Pleśniak

Skoro wracamy sentymentalnie w czasy przeszłe, to jeszcze jedno ciasto, które mnie kojarzy się w niedzielą w domu rodzinnym – pleśniak. Nazwa mało apetyczna, ale wynikająca z walorów wizualnych. Piana na cieście wygląda, jak wyrośnięta rasowa pleśń 😉 Ponadto dżem – obowiązkowo porzeczkowy – barwi masę kakaową i czyni ją nieco podmokłą. Ciasto nie prezentuje się zbyt ponętnie dla oka, ale każdy kto choć raz go spróbował wie, że wygląd absolutnie nic w tym przypadku nie determinuje. Bo pleśniak jest wyborny. Słodycz ciasta kruchego miesza się w ustach z cierpkim smakiem i wilgocią czarnej porzeczki. Na podniebieniu wyczuwalna jest charakterystyczna goryczka włoskiego orzecha. Wrażenia zmysłowe zamyka wyczuwalne w tle wysublimowane kakao. Nie sposób oprzeć się kolejnemu kęsowi 😊

Pleśniak

(na dużą blachę prostokątną)

Składniki:

  • 4 szklanki mąki
  • 1 kostka masła
  • 4 łyżki oleju roślinnego
  • 1,5 czubatej łyżeczki proszku do pieczenia
  • 4 jajka
  • 16 łyżek cukru
  • 2 łyżki mąki ziemniaczanej
  • 2 łyżki kakao
  • szczypta soli
  • ½ szklanki dżemu porzeczkowego
  • 20 sztuk orzechów włoskich

Wykonanie:

  1. W rondelku rozpuścić masło.
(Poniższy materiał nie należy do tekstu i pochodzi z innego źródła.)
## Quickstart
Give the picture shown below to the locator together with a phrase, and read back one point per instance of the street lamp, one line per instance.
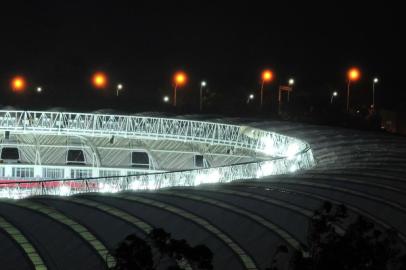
(18, 84)
(333, 95)
(353, 75)
(180, 79)
(99, 80)
(202, 84)
(267, 76)
(291, 83)
(119, 88)
(375, 81)
(250, 97)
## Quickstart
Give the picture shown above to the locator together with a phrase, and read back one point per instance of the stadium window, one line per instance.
(140, 160)
(10, 153)
(199, 161)
(75, 156)
(80, 173)
(23, 172)
(53, 173)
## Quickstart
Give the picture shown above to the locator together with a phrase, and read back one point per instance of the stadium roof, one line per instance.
(241, 222)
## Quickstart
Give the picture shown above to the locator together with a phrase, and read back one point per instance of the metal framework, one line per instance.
(271, 153)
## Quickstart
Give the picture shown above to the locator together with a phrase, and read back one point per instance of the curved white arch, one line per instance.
(281, 154)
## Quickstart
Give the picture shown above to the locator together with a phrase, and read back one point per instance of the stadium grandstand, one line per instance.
(195, 179)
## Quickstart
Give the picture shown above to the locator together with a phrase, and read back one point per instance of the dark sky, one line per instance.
(58, 44)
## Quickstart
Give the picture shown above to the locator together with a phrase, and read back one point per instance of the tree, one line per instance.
(336, 241)
(133, 253)
(146, 254)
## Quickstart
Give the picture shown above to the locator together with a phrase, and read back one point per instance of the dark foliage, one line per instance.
(335, 243)
(146, 254)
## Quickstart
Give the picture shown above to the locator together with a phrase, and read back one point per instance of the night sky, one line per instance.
(59, 44)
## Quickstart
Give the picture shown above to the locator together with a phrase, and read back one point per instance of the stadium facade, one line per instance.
(65, 153)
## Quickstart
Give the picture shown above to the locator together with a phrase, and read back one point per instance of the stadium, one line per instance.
(194, 178)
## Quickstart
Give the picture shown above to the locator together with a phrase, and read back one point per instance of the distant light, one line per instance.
(18, 84)
(354, 74)
(99, 80)
(292, 150)
(267, 75)
(180, 78)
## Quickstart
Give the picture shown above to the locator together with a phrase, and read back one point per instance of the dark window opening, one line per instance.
(75, 156)
(10, 153)
(140, 160)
Wystudzić.
  2. Do miseczki wsypać mąkę. Dodać 4 łyżki cukru, proszek do pieczenia i wymieszać. Wbić żółtka. Dodać rozpuszczone masło, olej i zagnieść jednolite ciasto.
  3. Podzielić je na trzy równe części. Jedną z nich włożyć do lodówki.
  4. Drugą jasną część rozwałkować na blachę wyłożoną papierem do pieczenia. Do ostatniej dodać kakao.
  5. Jasną część ciasta posmarować dżemem. Na nie zetrzeć na tarce jarzynowej ciemną część ciasta.
  6. Ubić w miseczce pianę z białek dodając szczyptę soli. Gdy piana sztywna powoli wmiksować w nią 12 łyżek cukru. Gdy cukier równomiernie rozprowadzony delikatnie wmieszać mąkę ziemniaczaną.
  7. Na ciemne ciasto wyłożyć sztywną pianę. Na pianę zetrzeć schłodzoną w lodówce jasną część ciasta.
  8. Piec ok. 40 minut w piekarniku rozgrzanym do 180 stopni Celsjusza.
  9. Wystudzić na kratce.

Uwaga: Jeśli blaszka do pieczenia była aluminiowa ciasta nie należy przechowywać w niej zbyt długo. W miejscach styku z dżemem powstają nieapetyczne zaciemnienia. Najlepiej upieczone i wystudzone wyjąć na tackę.